Collaborative Research Opportunity:
The National Institute of Child Health and Human Development, Laboratory of Developmental and Molecular Immunity, is seeking statements of capability or interest from parties interested in collaborative research to further develop, evaluate, or commercialize A Method of Immunizing Humans Against Salmonella Typhi Using a Vi-rEPA Conjugate Vaccine. Please contact John D. Hewes, Ph.D., at 301–435–3121 or
hewesj@mail.nih.gov
for more information.
Vaccine Against
Escherichia Coli
0157 Infection, Composed of Detoxified LPS Conjugated to Proteins
Description of Technology:
This invention is a conjugate vaccine to prevent infection by
E. coli
0157:H7, particularly in young children under 5 years of age.
E. coli
0157:H7 is an emerging human pathogen which causes a spectrum of illnesses with high morbidity and mortality, ranging from diarrhea to hemorrhagic colitis and hemolytic-uremic syndrome (HUS). Infection with
E. coli
0157:H7 occurs as a result of consumption of water, vegetables, fruits or meat contaminated by feces from infected animals, such as cattle. The most recent large outbreak in the U.S. was from contaminated bag spinach. The conjugate is composed of the O-specific polysaccharide isolated from
E. coli
0157, or other Shiga-toxin producing bacteria, conjugated to carrier proteins, such as non-toxic
P. aeruginosa
exotoxin A or Shiga toxin 1. A Phase I clinical trial, involving adult humans, showed the vaccine is safe and highly immunogenic. Adults, after one injection containing 25
μ
g of antigen, responded with high titers of bactericidal antibodies. Similarly in a phase II study, fifty 2-to-5- years old children in U.S. were injected with the conjugate vaccines. There were only mild local adverse reactions.
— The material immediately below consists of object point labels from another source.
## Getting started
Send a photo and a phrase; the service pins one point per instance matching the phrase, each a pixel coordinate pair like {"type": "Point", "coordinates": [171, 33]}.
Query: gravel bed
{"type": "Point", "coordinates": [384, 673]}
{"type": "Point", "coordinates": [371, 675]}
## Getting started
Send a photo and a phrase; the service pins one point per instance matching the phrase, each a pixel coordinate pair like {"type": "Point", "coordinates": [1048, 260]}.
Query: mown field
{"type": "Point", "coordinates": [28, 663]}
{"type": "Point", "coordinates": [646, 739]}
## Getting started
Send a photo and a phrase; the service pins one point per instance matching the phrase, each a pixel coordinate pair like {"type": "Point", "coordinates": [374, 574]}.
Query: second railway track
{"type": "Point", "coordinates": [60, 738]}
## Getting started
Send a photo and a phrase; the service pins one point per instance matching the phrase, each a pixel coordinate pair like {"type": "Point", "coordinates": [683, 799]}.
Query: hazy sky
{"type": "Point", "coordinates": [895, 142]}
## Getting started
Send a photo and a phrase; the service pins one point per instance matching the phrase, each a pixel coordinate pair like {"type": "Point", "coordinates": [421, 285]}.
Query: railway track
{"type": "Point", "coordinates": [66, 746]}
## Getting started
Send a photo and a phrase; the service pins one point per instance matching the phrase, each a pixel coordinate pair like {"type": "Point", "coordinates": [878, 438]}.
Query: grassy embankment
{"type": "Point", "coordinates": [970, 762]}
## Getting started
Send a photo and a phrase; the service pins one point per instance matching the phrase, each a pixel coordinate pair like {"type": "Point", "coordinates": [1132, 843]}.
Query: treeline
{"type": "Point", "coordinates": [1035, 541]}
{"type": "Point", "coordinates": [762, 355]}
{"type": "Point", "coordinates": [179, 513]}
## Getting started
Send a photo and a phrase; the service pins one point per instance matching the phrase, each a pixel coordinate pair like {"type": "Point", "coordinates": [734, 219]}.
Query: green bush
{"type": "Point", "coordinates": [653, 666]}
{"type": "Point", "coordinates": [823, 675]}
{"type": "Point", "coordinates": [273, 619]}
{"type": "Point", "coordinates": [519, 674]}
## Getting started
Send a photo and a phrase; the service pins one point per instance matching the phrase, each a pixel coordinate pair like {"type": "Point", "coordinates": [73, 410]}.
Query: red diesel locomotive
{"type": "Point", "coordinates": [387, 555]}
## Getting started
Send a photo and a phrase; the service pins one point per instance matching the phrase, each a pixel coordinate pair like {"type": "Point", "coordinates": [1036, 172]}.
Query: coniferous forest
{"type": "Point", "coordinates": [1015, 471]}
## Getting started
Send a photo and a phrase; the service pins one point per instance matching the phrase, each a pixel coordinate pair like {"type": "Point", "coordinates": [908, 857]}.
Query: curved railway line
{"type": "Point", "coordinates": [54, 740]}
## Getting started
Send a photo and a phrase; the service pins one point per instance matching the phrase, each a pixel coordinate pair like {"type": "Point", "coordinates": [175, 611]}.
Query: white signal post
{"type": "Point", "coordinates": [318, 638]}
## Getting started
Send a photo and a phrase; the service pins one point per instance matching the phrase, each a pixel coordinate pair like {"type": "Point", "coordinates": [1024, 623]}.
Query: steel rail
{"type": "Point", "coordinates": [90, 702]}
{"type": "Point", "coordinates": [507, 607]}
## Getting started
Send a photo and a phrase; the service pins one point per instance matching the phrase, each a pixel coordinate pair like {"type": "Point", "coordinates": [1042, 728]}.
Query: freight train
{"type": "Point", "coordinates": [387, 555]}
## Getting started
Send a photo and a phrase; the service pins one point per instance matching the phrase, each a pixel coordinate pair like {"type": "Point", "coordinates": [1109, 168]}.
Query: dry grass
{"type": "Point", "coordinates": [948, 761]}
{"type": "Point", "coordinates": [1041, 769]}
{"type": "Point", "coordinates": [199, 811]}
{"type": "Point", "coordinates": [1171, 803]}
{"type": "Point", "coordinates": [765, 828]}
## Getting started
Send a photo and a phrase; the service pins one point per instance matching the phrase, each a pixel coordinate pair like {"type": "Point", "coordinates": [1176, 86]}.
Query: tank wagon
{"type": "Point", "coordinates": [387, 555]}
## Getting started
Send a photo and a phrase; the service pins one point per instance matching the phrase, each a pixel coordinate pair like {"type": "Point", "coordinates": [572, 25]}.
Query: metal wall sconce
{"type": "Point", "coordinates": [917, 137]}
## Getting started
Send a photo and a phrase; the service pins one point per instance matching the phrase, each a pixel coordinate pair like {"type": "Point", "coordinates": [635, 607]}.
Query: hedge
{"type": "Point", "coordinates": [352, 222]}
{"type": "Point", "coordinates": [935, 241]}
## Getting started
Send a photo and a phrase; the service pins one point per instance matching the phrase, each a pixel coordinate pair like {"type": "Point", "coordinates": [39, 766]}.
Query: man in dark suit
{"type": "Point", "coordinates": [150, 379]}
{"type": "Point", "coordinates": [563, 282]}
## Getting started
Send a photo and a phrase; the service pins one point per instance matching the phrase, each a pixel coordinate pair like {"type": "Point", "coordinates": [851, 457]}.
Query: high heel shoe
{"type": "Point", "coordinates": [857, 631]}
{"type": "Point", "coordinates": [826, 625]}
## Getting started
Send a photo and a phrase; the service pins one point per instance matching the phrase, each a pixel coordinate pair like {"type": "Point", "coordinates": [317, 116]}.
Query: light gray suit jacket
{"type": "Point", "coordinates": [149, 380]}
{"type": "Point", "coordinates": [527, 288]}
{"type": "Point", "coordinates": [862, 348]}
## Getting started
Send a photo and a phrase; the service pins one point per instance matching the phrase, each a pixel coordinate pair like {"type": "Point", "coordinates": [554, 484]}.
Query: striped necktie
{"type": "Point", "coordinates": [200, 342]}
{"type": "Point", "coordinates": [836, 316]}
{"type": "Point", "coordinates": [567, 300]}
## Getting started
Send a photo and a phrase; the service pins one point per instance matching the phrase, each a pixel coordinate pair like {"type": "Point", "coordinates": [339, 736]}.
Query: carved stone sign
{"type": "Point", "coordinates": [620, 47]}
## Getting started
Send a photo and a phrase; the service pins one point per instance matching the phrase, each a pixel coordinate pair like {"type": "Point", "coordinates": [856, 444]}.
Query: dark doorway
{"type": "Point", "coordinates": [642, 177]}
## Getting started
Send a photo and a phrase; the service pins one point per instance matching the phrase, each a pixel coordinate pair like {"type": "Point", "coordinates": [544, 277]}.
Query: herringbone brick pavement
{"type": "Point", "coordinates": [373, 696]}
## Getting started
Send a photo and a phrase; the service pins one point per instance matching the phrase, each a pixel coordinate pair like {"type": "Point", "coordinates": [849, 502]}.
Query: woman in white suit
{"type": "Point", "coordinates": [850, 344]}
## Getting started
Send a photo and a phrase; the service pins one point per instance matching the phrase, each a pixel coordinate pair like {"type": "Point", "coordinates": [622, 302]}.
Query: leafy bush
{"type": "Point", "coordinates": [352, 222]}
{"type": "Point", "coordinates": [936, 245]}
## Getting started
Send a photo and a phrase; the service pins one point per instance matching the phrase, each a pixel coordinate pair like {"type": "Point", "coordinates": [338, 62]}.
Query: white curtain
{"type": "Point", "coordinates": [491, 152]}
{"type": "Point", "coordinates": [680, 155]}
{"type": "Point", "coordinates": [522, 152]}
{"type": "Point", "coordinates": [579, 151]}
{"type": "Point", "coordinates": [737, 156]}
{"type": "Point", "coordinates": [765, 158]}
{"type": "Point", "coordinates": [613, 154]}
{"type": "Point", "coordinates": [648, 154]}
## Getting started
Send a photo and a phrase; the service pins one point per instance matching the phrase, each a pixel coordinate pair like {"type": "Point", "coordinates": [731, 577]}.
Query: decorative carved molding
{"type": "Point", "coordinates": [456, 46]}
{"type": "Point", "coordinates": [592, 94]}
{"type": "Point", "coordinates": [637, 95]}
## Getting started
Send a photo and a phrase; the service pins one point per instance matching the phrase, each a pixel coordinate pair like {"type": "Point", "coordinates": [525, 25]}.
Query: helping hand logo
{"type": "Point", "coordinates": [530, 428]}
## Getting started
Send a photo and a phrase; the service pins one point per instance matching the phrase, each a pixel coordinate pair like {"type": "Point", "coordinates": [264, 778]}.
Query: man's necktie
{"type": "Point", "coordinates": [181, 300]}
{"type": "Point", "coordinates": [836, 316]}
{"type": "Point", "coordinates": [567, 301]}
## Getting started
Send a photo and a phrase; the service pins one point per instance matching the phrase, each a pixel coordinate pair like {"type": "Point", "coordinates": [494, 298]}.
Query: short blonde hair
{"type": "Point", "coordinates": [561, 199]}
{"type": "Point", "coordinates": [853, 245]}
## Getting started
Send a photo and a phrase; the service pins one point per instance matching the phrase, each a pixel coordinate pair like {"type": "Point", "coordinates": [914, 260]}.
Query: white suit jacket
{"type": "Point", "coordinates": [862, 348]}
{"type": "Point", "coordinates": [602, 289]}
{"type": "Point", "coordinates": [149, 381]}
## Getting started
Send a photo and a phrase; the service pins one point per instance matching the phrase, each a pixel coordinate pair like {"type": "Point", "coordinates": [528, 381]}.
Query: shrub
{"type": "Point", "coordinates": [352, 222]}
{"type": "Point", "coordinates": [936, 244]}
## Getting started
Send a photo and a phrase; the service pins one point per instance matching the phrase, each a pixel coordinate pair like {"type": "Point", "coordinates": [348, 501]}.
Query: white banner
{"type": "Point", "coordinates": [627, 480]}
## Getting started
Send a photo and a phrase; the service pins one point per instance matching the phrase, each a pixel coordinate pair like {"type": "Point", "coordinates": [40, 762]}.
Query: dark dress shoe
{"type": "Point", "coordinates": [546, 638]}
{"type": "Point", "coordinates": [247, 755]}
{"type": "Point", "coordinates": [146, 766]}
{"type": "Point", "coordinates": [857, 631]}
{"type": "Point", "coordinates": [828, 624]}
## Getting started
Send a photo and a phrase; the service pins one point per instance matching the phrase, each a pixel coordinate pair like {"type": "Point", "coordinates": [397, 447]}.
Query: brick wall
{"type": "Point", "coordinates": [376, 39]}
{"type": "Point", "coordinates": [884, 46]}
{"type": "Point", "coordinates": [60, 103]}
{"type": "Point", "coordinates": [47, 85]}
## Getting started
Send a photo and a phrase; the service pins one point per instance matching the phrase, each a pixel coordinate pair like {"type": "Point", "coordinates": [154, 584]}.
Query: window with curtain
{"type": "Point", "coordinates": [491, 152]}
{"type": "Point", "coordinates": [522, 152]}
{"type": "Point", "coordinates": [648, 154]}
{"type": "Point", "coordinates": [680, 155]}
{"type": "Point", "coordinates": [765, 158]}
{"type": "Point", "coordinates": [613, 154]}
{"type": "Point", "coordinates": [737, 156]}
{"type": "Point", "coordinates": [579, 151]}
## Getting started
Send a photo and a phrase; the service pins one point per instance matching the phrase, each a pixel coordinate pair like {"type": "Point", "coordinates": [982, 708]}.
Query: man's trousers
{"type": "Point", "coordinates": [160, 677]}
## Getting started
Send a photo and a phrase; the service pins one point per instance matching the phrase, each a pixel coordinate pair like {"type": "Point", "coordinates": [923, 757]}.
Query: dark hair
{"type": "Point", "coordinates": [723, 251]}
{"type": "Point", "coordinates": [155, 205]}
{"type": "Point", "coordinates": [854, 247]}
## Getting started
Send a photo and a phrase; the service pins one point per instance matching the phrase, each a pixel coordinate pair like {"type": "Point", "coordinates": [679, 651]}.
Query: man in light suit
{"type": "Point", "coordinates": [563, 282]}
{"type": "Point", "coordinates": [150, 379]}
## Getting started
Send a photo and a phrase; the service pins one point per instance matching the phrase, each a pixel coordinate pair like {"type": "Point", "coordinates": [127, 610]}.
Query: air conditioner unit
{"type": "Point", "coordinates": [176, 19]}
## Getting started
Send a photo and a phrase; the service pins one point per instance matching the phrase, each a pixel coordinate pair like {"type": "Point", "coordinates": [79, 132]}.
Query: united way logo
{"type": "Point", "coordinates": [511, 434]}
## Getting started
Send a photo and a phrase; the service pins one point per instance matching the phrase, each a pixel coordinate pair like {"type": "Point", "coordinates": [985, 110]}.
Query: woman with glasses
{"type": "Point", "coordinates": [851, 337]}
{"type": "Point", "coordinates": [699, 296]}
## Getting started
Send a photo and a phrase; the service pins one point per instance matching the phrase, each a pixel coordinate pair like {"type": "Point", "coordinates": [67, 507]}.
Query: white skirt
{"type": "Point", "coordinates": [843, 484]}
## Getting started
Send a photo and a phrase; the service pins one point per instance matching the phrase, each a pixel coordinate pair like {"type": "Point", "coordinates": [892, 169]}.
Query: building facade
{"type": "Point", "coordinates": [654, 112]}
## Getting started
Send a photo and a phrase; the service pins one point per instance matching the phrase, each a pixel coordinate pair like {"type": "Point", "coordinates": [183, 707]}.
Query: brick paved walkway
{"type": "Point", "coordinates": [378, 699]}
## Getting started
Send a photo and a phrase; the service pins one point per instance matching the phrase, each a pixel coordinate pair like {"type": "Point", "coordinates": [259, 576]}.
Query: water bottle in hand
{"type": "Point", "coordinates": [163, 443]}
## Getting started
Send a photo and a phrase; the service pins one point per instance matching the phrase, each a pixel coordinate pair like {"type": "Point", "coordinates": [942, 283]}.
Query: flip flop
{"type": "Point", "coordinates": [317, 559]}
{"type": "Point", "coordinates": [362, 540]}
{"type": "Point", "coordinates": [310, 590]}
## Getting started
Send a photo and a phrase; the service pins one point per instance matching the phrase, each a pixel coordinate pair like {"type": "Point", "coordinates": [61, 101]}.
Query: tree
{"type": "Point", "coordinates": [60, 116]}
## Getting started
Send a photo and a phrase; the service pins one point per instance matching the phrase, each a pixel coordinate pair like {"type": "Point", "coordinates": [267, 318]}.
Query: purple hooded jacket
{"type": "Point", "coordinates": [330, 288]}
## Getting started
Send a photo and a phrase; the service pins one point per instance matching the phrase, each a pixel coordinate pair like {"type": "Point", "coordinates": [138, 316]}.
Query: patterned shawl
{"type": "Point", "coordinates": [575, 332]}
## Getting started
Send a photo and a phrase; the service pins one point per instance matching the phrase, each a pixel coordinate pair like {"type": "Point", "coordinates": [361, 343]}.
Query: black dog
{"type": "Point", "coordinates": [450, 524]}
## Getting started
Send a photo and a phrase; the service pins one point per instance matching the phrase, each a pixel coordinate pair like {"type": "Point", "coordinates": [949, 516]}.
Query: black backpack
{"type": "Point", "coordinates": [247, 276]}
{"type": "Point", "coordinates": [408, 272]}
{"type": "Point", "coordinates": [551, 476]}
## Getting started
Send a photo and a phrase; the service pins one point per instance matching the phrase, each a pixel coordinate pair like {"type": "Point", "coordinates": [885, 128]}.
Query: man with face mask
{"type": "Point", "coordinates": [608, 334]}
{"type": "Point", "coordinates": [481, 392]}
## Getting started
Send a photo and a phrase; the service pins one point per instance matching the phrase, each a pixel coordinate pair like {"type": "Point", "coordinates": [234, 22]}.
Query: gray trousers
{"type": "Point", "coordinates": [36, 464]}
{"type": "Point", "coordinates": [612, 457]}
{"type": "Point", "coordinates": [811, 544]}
More than 90% of the children responded with greater than 10 fold rise of
E. coli
O157 antibodies of bactericidal ability. Thus the conjugates of the invention are promising vaccines, especially for children and the elderly, who are most likely to suffer serious consequences from infection.
Application:
Prevention of
E. coli
O157 infection.
Development Status:
Clinical studies have been performed and are described in Konadu
et al.,
J Infect Dis. 1998 Feb; 177(2):383–387 and Ahmed
et al.
, J Infect Dis. 2006 Feb; 193(2):515–526.
Inventors:
Shousun C. Szu, Edward Konadu, and John B. Robbins (NICHD).
Patent Status:
U.S. Patent 6,858,211 issued 22 Feb 2005 (HHS Reference No. E–158–1998/0–US–06); U.S. Patent Application No. 10/987,428 filed 12 Nov 2004 (HHS Reference No. E–158–1998/0–US–07); U.S. Patent Application No. 11/015,436 filed 16 Dec 2004 (HHS Reference No. E–158–1998/0–US–08).
Licensing Status:
Available for non-exclusive or exclusive licensing.
Licensing Contact:
Peter A. Soukas, J.D.; 301/435–4646;
soukasp@mail.nih.gov
.
Collaborative Research Opportunity:
The National Institute of Child Health and Human Development, Laboratory of Developmental and Molecular Immunity, is seeking statements of capability or interest from parties interested in collaborative research to further develop, evaluate, or commercialize Vaccine for
E. coli
O157 for Children and Adults. Please contact John D. Hewes, Ph.D., at 301–435–3121 or
hewesj@mail.nih.gov
for more information.
Dated: May 11, 2007.
Steven M. Ferguson,
Director, Division of Technology Development and Transfer, Office of Technology Transfer, National Institutes of Health.